Il y eut un nouveau silence.
— Je me suis souvent demandé ce que cela fait de choisir un amant pour les Changements, comme les autres. De regarder quelqu’un et de lui dire : « Toi, tu me plais, viens t’allonger près de moi, donnons-nous mutuellement du plaisir. » Cela paraît si simple. Mais jamais je n’ai pu me résoudre à le faire.
— À cause de Tipkeyn ?
— Bien sûr, à cause de Tipkeyn.
Je la regardai plus attentivement. Le bord de son sac de couchage était partiellement rabattu et, à la clarté des cinq lunes, je vis qu’elle avait commencé à prendre sa forme femelle, que ses seins pointaient et que sa peau luisait de la mince pellicule de sueur indiquant que le Changement se poursuivait plus bas. Cela suffisait en général à un homme. Mais, si je me décidais maintenant et commençais à l’étreindre, sans qu’elle me l’eût demandé, aurait-elle le sentiment de m’avoir choisi ? Peut-être était-elle incapable de s’en empêcher, peut-être amorçait-t-elle les Changements d’une manière automatique, simplement parce que nous étions étendus côte à côte, tout près l’un de l’autre. Peut-être s’efforçait-elle désespérément de résister, de se forcer à revenir à l’état neutre.
Mon propre membre viril était apparu et j’avais toutes les peines du monde à me maîtriser. Mais je me contraignis à attendre.
Mon hésitation fut interminable et rien ne se passa. Nous restâmes comme nous étions, tout près l’un de l’autre, mais sans nous toucher.
C’est elle qui finit par rompre le silence de plus en plus tendu.
— Tu n’as pas envie de moi, dit-elle. À cause de Tipkeyn.
— Pourquoi cela aurait-il de l’importance ?
— Ils m’ont souillée. Ils m’ont couverte de leur saleté. Ils ont fait de moi quelque chose de sale.
— Ils ne se sont servis que de ton corps, Hendy. De ton corps, pas de toi. Quand ils en avaient fini avec ton corps, tu étais encore toi. Le corps peut être souillé, mais pas l’esprit qu’il renferme.
— Si tu avais envie de moi, poursuivit-elle d’un air peu convaincu, tu m’aurais prise dans tes bras. Mais tu ne l’as pas fait.
— Tu ne me l’as pas demandé. Je ne le ferai pas, si tu ne me le demandes pas.
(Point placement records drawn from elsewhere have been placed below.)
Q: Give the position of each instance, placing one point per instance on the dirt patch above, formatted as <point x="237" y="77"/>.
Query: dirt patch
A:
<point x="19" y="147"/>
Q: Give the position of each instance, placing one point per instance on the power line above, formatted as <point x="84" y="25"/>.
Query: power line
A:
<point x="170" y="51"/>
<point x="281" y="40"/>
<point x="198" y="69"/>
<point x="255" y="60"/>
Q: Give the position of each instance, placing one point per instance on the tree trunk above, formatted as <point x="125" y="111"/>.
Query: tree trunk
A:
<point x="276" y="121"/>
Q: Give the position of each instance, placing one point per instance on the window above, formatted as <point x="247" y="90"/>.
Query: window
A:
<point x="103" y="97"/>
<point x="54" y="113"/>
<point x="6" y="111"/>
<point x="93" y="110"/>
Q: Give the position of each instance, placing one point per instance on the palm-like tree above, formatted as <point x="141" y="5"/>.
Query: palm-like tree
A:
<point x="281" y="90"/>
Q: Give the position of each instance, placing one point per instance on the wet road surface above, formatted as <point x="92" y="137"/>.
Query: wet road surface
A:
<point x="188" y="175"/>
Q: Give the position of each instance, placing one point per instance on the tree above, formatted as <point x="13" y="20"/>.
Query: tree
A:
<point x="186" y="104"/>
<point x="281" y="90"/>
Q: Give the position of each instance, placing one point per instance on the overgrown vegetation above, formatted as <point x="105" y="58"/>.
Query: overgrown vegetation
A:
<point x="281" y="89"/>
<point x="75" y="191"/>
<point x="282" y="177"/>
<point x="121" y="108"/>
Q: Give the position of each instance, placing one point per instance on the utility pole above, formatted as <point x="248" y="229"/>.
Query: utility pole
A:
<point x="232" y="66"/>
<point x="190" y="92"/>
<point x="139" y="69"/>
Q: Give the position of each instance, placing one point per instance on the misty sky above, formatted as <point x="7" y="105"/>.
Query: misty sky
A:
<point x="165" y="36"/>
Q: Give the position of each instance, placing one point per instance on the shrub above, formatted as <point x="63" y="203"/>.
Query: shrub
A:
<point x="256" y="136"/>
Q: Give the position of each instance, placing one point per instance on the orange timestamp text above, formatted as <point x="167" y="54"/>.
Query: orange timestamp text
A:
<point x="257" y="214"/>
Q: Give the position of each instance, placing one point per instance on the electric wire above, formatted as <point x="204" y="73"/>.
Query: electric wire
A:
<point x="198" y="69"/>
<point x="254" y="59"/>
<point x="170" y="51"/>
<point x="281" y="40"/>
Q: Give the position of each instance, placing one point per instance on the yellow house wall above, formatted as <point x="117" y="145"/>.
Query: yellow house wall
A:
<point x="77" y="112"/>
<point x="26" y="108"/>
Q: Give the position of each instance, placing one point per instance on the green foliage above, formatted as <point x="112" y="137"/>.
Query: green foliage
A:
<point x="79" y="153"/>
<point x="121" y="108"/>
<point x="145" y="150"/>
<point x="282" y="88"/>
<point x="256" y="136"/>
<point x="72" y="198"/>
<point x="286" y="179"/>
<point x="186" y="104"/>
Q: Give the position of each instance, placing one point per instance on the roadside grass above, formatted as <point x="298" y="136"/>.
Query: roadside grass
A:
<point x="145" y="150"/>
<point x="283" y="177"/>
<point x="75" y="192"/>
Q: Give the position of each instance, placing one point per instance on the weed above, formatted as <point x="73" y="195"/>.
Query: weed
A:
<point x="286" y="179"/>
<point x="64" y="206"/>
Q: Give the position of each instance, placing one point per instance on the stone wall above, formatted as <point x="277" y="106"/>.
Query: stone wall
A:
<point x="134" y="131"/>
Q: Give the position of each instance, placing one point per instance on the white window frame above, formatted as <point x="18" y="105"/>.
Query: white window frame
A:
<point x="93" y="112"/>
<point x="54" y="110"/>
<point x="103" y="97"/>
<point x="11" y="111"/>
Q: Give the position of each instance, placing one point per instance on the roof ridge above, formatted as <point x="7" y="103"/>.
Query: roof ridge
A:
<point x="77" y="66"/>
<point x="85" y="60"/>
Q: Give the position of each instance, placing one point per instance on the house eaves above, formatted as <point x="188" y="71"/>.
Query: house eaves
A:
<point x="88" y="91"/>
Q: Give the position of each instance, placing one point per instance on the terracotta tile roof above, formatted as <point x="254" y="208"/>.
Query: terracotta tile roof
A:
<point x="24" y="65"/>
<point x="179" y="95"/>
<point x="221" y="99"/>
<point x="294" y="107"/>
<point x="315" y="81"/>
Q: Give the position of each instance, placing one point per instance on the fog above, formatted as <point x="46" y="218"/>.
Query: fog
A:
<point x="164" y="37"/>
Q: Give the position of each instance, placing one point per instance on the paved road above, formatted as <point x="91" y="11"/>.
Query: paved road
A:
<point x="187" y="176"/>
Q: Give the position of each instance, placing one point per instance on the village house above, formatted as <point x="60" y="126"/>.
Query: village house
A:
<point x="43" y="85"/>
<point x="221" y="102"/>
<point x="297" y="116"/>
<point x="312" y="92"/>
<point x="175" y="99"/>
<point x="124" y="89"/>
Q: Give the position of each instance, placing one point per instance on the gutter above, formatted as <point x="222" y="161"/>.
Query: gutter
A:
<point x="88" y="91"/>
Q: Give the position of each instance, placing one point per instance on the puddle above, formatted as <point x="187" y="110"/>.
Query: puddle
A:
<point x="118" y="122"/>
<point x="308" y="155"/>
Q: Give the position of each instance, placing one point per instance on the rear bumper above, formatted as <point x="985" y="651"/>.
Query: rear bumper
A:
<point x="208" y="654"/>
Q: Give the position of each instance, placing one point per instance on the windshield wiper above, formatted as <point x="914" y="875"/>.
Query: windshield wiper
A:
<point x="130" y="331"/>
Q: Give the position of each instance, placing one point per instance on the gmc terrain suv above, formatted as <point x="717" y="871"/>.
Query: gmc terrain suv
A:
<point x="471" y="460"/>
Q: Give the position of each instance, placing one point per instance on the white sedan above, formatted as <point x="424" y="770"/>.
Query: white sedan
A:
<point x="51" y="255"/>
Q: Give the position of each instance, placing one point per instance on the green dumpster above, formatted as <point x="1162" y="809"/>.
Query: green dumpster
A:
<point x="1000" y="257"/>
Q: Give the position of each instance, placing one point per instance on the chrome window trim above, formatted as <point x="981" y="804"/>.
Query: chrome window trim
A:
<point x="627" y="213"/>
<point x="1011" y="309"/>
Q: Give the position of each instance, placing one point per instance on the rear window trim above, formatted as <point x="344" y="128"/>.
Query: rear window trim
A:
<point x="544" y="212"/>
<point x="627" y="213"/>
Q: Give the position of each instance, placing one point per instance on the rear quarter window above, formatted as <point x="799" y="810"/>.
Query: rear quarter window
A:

— C’est vrai, ce que tu dis ?
— Tu m’as expliqué que tu n’as jamais choisi un amant. Je voudrais te laisser faire ce choix.
— Mon corps a choisi, dit-elle. Mon corps et moi, nous avons choisi.
Elle plaça les mains sous ses seins et les remonta vers moi.
— Qu’est-ce que c’est que ça ? D’où crois-tu qu’ils viennent et pourquoi ? Oh ! Poilar ! Poilar !
C’en était trop. Je posai les mains sur les siennes et, pendant quelques instants, nous restâmes ainsi, puis ses mains se retirèrent. Mes lèvres effleurèrent sa joue et descendirent le long de sa gorge.